If parties want wage earners and pensioners to continue shouldering the main burden of taxes, they should say so, Greek National Economy & Finance Minister Kostis Hatzidakis said on Thursday in parliament.
Hatzidakis spoke to the Economic Committee of parliament as the bill titled "Measures to restrict tax evasion" was debated in its second reading. The bill will go to plenary for debate and voting on Friday.
The bill's proposed measures include a ban on using cash in real estate transactions, a new taxation system for independent business owners, the market regulation on short-term rentals, and stricter measures related to entering revenues and expenditures on the online tax platform MyData.
Hatzidakis responded with 'ten truths' to 'ten myths' mentioned during the bill's posting for public consultation. Some of the points he made are as follows:
- The government is not targeting freelancers (independent business owners that include a wide swathe of professionals, including technicians, artists, doctors, and lawyers), but does target tax evasion, he said. In last year's filings, 71% of freelancers declared lower income than the minimum wage, 54% declared zero income or losses, and 27% has been declaring losses or zero income for five consecutive years (2018-2022), the minister said, citing official data of the Independent Authority for Public Revenue (AADE).

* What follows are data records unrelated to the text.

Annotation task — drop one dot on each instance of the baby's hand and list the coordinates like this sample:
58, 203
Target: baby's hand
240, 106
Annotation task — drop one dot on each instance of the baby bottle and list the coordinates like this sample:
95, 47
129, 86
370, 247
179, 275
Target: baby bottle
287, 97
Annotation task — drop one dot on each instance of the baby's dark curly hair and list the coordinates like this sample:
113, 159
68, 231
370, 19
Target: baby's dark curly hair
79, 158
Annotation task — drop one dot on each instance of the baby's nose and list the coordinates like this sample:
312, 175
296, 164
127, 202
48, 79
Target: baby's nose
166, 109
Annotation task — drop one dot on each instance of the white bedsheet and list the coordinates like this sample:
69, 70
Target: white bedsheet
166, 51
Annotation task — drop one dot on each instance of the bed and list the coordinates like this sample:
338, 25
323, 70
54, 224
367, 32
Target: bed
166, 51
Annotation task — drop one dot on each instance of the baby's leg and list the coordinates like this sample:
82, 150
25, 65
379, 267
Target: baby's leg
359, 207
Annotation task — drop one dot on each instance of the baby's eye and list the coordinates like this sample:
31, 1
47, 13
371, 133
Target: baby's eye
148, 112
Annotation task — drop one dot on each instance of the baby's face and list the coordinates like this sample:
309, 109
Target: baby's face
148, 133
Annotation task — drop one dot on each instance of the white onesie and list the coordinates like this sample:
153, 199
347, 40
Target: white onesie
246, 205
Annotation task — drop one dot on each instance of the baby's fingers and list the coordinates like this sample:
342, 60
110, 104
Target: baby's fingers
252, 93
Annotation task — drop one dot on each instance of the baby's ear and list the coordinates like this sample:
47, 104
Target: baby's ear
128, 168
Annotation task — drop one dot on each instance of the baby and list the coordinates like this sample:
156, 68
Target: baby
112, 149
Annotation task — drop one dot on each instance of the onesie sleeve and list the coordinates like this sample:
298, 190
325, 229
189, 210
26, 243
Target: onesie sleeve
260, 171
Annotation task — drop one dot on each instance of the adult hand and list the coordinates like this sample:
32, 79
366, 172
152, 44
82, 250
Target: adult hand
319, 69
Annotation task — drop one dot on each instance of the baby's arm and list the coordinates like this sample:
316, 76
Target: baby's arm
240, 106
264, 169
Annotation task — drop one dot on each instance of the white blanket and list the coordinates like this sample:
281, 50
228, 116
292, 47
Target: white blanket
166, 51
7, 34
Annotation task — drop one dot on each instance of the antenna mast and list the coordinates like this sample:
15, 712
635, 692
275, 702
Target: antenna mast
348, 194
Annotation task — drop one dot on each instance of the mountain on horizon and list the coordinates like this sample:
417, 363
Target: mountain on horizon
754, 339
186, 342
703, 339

Freelancers who declare they earn less than the threshold 10,000 euros/year or below, now pay 867 euros/yr in tax, while the average wage earner who could be their employee, pays 1,160 euros/yr, Hatzidakis said, noting, "This is something we need to think about: the employee paying more than his employer."
- Hatzidakis also underlined that the idea that the tax-calculation measures are indiscriminately applied across the board ('horizontally') for all freelancers is not accurate. (Greeks are assessed taxes based on documented assets and expenses to see if the declared income reflects the cost of living.) The FinMin said that new businesses, taxpayers residing in small towns, single parents with children, and parents with many children pay lower taxes. In other cases, he said, there is full tax exemption under special circumstances that include illness, serving one's mandatory army duty, natural catastrophes, situations beyond one's control, freelancers working for up to 3 employers ('blokakia'), and farmers.
There are so many factors involved in assessing taxes, Hatzidakis said, that "you cannot call this a horizontal measure."
- The government provides the option of taxpayers contesting their assessed tax, since there are cases when employers truly earn less than their employees. Last year, he said, 46 citizens appealed their taxes with authorities.
Taxes will become slightly higher for freelancers than for wage earners, the FinMin acknowledged. "This does happen. We must have a full picture: what does a freelancer pay, what does the pensioner pay, what does the wage earner pay. If we want wage earners and pensioners to pay everything, we must know that. We, however, do not want that," Hatzidakis said.
Finally, Hatzidakis refuted the charge that the government is turning a deaf ear to reactions. "We are not ignoring them one bit. We talk with everyone without exception. We posted the bill for public consultation and we made significant changes following that consultation," he said. (On Tuesday, he had said that 2,800 comments made by the public and organizations were taken into account before tabling the bill in parliament.)
"Naturally, we discuss and continue in parliament [to talk] with social groups as well. We listen to every sensible observation. At the end of the day, each of us has a conscience. Mine at least tells me I cannot accept a freelancer paying much less tax than his average empoyer," he underlined.